Turns out my parts guy has the older type rubber bushings so I'm in the process of making the special tool needed to fold them into the rod ends. I was surprised he had rubber but supposedly it gives a better ride than plastic. Anyway the tool is not too hard to make and simplifies installation. It folds up the bushing and it slips right in, really neat. I have a hyd press also but I don't think these rubber bushings can be pressed in, they are too soft.

He is also sending me studs instead of bolts, and metal plates to lock the nuts onto the studs instead of drilled bolt heads and wire. It remains to be seen how this works out since the original bolts are just barely long enough to begin to draw down the rubber bushing. I may have to use a longer bolt to draw it down then insert the studs. At least the locking plate will keep the nuts from ever backing off.

Now that I know the plastic is in two pieces I see why it either fell out or was ground off by the loose rod end. Supposedly the axle end won't come off unless the body end is removed.
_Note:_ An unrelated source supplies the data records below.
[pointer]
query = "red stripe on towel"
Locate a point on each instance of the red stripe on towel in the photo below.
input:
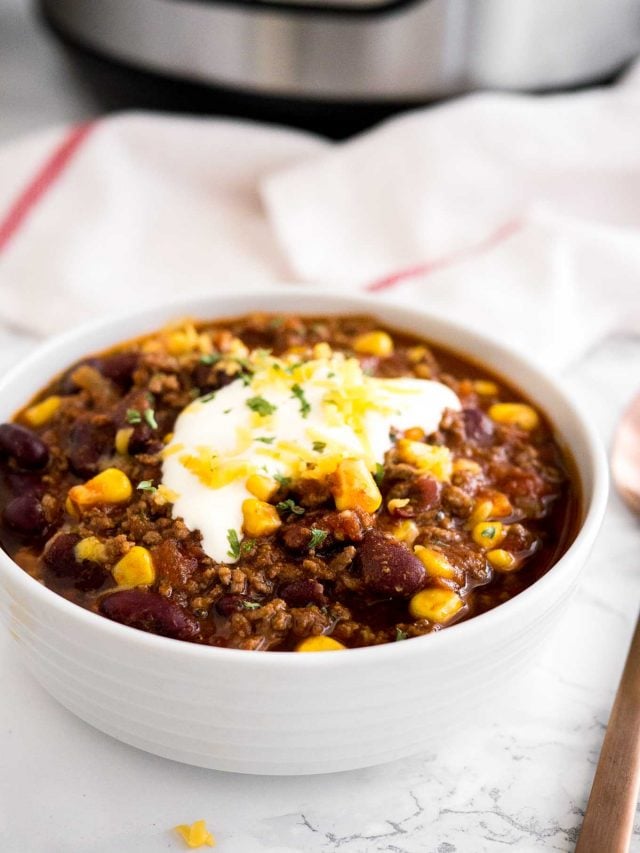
(503, 233)
(41, 182)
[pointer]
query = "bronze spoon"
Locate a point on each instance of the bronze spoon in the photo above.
(608, 820)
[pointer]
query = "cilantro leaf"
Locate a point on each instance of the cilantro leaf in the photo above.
(317, 538)
(234, 543)
(305, 408)
(210, 358)
(150, 417)
(290, 506)
(261, 406)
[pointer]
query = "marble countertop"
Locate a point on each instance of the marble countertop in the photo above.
(520, 782)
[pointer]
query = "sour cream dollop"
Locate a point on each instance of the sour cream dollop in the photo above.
(285, 419)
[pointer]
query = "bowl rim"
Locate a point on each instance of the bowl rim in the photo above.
(470, 630)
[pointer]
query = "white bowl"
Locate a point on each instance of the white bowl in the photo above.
(281, 712)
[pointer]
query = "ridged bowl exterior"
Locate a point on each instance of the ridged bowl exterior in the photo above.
(286, 713)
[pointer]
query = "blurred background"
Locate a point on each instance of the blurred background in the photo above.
(332, 66)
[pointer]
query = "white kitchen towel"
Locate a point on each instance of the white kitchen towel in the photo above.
(519, 215)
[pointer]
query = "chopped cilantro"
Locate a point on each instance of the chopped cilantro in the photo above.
(305, 408)
(261, 406)
(317, 537)
(234, 543)
(150, 417)
(290, 506)
(210, 358)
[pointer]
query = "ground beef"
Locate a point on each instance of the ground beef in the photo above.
(351, 575)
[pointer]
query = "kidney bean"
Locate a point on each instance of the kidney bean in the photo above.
(150, 611)
(25, 514)
(59, 555)
(88, 442)
(60, 558)
(118, 367)
(25, 448)
(303, 592)
(388, 567)
(478, 427)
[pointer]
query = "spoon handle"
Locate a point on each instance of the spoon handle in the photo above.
(608, 820)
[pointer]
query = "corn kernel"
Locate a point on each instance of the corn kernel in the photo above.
(122, 440)
(405, 531)
(466, 465)
(322, 350)
(321, 643)
(436, 605)
(515, 414)
(111, 486)
(135, 568)
(436, 564)
(92, 549)
(488, 534)
(353, 487)
(415, 434)
(259, 518)
(433, 459)
(501, 560)
(374, 343)
(261, 487)
(416, 354)
(396, 503)
(485, 388)
(196, 834)
(39, 414)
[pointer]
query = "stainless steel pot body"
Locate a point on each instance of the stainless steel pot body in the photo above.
(362, 50)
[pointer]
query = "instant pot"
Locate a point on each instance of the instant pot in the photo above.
(361, 50)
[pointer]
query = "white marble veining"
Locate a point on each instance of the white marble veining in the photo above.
(519, 779)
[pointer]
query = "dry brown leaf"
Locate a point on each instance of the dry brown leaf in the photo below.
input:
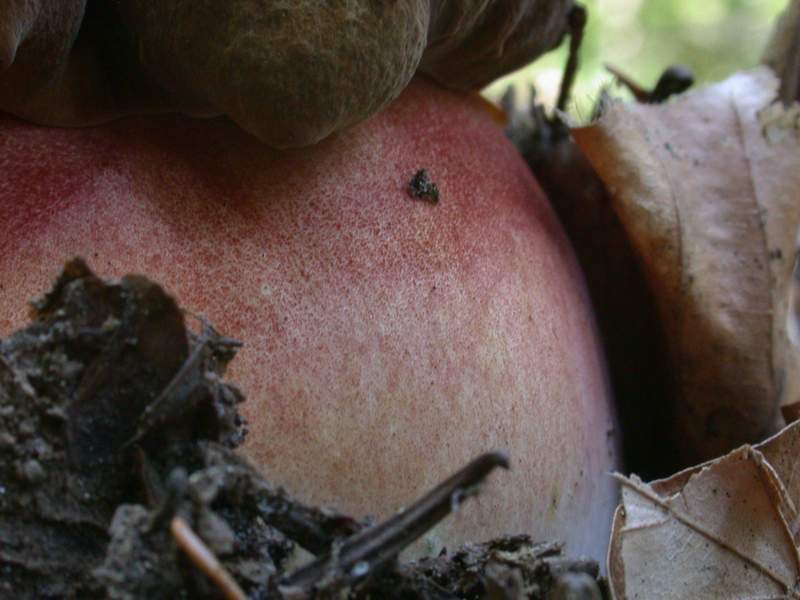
(782, 53)
(706, 189)
(782, 452)
(722, 535)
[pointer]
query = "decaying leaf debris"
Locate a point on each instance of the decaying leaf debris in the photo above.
(705, 188)
(736, 515)
(118, 477)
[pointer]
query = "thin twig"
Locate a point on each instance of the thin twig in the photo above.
(365, 551)
(576, 22)
(204, 559)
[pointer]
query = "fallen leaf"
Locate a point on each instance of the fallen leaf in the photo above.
(722, 535)
(782, 53)
(782, 451)
(705, 187)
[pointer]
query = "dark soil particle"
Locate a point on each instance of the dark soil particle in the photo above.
(422, 187)
(116, 437)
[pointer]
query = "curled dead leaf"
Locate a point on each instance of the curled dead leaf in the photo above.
(705, 188)
(725, 529)
(721, 535)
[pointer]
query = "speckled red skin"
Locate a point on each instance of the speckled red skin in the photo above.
(387, 340)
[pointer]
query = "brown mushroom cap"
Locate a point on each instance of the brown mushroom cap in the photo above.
(289, 71)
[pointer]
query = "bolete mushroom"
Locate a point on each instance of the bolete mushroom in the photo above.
(289, 71)
(388, 338)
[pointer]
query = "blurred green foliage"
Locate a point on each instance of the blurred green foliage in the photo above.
(714, 38)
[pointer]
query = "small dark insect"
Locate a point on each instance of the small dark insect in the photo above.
(422, 187)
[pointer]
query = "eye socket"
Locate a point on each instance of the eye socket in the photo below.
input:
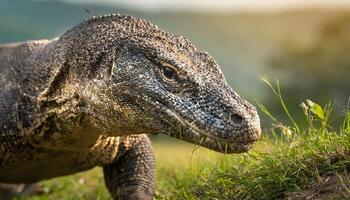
(169, 72)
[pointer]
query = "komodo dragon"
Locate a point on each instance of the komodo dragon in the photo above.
(89, 97)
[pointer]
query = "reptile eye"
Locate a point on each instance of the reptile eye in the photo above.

I plan to do it in my back yard behind the shop where I have some gravel piled up to raise the bus off the ground. It must be high enough to crawl pretty far underneath and the suspension needs to be blocked in case the air bags deflate - needless to say.

Luckily mine is a lower rod, the upper rear body ends are a bear to reach, the bottom body end is bad enough but the axle ends are not bad. I think they may be a lot easier to access with the wheels and/or air bags off but not sure of that.

One question for you experts, why does the manual say to pry the axle rod end outward while tightening the bolts on the bushing washer? I cannot see the reasoning for this, it is too much for my limited brain. It amuses me that they call this thing a washer, it is 1/2" thick!!

Steve,

I'm not sure cracks are a problem. You will know for sure you have a problem when the bus pulls one way when accelerating and the other way when braking - it is very obvious and I knew right away what was wrong since I had the same problem on my 4104 but not as bad. I was very glad when I discovered it was a bottom axle end which can't come off unless the body end is off or very loose!
Title: Re: 4107 Radius Rods and Bushings
Post by: pabusnut on June 04, 2012, 09:40:27 PM
I don't have problems yet, but just don't like the look of the cracked rubber.  I do have some higher priority stuff, like the 4 front bags and the leveling valve.  Since I replaced the 4 bags on the back and the levelling valves, it never goes down! (except in the front!!!)

Steve Toomey
PAbusnut
Title: Re: 4107 Radius Rods and Bushings
Post by: Runcutter on June 05, 2012, 08:49:47 AM
Gus, glad you were able to find the right parts.  I was thinking that, with all the aviation maintenance that goes on in the Dallas area, there was a good chance of finding the drilled bolts here.  It sounds like you have things well in hand -- but I am also wondering how you draw up the bushing with short bolts.  It sounds like your thought makes sense.

Arthur
Title: Re: 4107 Radius Rods and Bushings
Post by: gus on June 05, 2012, 03:53:39 PM
Arthur,

Those short bolts may be the reason my supplier is sending studs, they can be longer than bolts and still allow drawing up the washer on the bushing without a longer bolt to get the bolts started.

The only reason I can see for bolts is to prevent mechanics from tightening the bushings too much. Bolts will bottom out in the threaded bushing pin before they compress the bushing too much.

One other thought, the bus has to be level and all suspension height distances correct before the bushing bolts/studs are completely tightened to prevent preloading the bushings in the wrong position. This would surely shorten the life of the bushings.
Title: Re: 4107 Radius Rods and Bushings
Post by: Len Silva on June 05, 2012, 04:16:11 PM
While you are going through all that work, don't forget the ones in the back.  They can make a tremendous difference in handling.
Title: Re: 4107 Radius Rods and Bushings
Post by: gus on June 06, 2012, 06:06:48 PM
Len,

The rear right lower rod is the one I'm repairing.